What is the common name of the drably coloured bird, correctly the cinclus cinclus, which builds its nest on a crevice or a ledge in the bank of a fast moving river and feeds on larvae and molluscs taken from the river bed in a highly distinctive action?

(White Fronted) Dipper

(accept old name of Water Ouzel)

4.

 What is the common name of the drably coloured bird, correctly the riparia riparia, which builds its nest at the end of a burrow dug into a river bank, and feeds on flying invertebrates taken on the wing?

Sand Martin

5.

Who, in 1860, accepted the post of State Geologist of California and was later to become Professor of Geology at Harvard University?

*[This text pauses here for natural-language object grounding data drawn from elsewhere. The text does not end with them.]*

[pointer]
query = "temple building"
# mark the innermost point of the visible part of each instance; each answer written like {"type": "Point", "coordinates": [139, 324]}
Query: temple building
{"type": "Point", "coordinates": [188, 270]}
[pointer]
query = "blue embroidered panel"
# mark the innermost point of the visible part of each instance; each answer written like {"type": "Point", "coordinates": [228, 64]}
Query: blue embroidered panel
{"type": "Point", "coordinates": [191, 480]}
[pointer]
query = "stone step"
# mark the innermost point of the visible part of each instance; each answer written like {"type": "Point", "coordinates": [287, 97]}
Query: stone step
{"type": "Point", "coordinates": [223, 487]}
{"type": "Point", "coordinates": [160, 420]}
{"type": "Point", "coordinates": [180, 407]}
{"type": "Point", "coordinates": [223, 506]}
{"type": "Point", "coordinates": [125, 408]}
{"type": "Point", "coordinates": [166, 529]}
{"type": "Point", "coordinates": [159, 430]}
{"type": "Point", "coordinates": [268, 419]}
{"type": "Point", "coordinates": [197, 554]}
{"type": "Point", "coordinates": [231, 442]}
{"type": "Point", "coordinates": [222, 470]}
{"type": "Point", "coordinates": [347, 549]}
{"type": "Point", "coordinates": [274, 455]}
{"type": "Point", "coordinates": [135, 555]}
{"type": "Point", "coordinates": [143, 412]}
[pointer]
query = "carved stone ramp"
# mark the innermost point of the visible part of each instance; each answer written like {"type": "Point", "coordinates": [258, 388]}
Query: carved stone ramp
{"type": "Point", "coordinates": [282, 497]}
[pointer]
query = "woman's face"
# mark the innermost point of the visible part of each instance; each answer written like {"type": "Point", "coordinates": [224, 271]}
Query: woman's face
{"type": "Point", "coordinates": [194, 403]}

(Joshua) Whitney (as in the mountain)

6.

In 1965 the US Geological Service considered and rejected a petition to have Mount Whitney renamed in honour of which Honorary Citizen of the USA?

Churchill

7.

Who wrote the line of poetry “The best laid schemes of mice and men” which provided the inspiration for the title of the novel by John Steinbeck?

Robert Burns

8.

Which Steinbeck novel takes its title from the book of Genesis Chapter 4 verse 16?

East of Eden

Go back to Round 7 questions without answers

 

 

 

 

 

 

 

 

 

 

 

 

 

 

 

 

 

 

 

 

 

 

 

 

 

 

ROUND 8 - Hidden theme

1.

What avant-garde theatre in the Borough of Camden is housed in a building that was originally for the use of the Bloomsbury Rifles?

Drill Hall

(often the host of Radio 4’s Just a Minute)

2.

Which fictional character has been portrayed in film by both Steve McQueen and Pierce Brosnan?

Thomas Crown

3.

Which film took its title from an opinion originally expressed by Lieutenant General Frederick Browning, portrayed in the film by Dirk Bogarde?

A Bridge Too Far

4.

Which nineteenth century novel concludes with the epitaph of the chief protagonists, a brother and sister who had perished by drowning, “In their death they were not divided”?

The Mill on the Floss

5.

What is the name of the ropes used to rotate the yards around the mast of a square rigged ship that allow it to sail at different angles to the wind?

Braces

6.

What had its origins in 1867 at number 24 Holles Street, Cavendish Square, London; a building which was to be demolished a mere twenty two years later?

The Blue Plaque Scheme

(the house was the one time home of Lord Byron)

7.

For which club did Alfredo di Stefano make his professional debut in 1945?

River Plate

8.

What was the name of the Royal Naval frigate selected for a voyage to Barbados to test the accuracy of John Harrison’s H4 model of chronometer?

HMS Tartar

Sp.

Which BBC character made his television debut in 1963 and made £10,900 for his charity, Childline, on a special edition of The Weakest Link in 2005?

Basil Brush

Theme: Each answer contains a word connected with dentistry

Go back to Round 8 questions without answers

 

 

 

 

 

 

 

 

 

 

 

 

 

 

 

 

 

 

 

 

 

 

 

 

 

 

 

 

 

 

Spares

1.

The current exhibition The Pleasure Principle at the Tate Liverpool features the work of which surrealist artist?

Rene Magritte

2.

Which Maori word, used as a greeting and roughly translating to 'good health' in English, has been appropriated as a brand name by Atlantic Industries?

Kia Ora

3.

Who, In Greek mythology, was the daughter of Ares and Queen of the Amazons?

Hippolyta

4.

Which of the world’s 8,000 metre peaks was the first to be successfully ascended?